2. What constitutes this acceptable, decent
minimum of basic health care will depend on the
particular society’s general level of affluence and
other priorities and hence will vary not only from
culture to culture but from time to time (18). The
principal task is to assess other competing values
and to make judgments about which health care
needs are most pressing and which responses to
those needs are reasonable and proportional.
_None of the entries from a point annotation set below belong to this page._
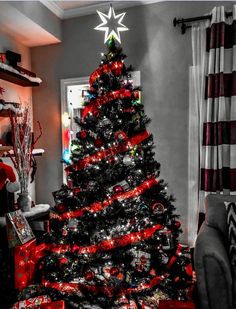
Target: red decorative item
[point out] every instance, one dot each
(24, 264)
(118, 189)
(106, 245)
(137, 139)
(63, 260)
(177, 225)
(89, 275)
(98, 142)
(66, 138)
(93, 106)
(175, 304)
(2, 90)
(26, 257)
(6, 172)
(158, 208)
(3, 58)
(121, 136)
(136, 95)
(32, 303)
(76, 287)
(61, 208)
(98, 206)
(189, 270)
(114, 271)
(54, 305)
3. When a society decides to declare a right to
certain health services for all, it must incorporate
into that decision a willingness to give up
alternative uses of those resources necessary to
deliver such care.
4. If medical decision making emphasizes
cost-effective therapies, the burdens of satisfying
the desired universal access will be markedly
reduced.
5. Sometimes relatively unfettered market
transactions can do a good job of delivering
cost-effective health care products and services,
but, even when market processes deliver
efficiency, they do so at the cost of equitable
access; thus, the market place cannot be the sole
determinant of access and priorities.
Guidelines
With these notions in mind, the following
guidelines should be considered:
1. Society must establish the limits and the
priorities for lifesustaining treatment options.
2. Processes used to establish such limits must be,
and be perceived to be, open and fair.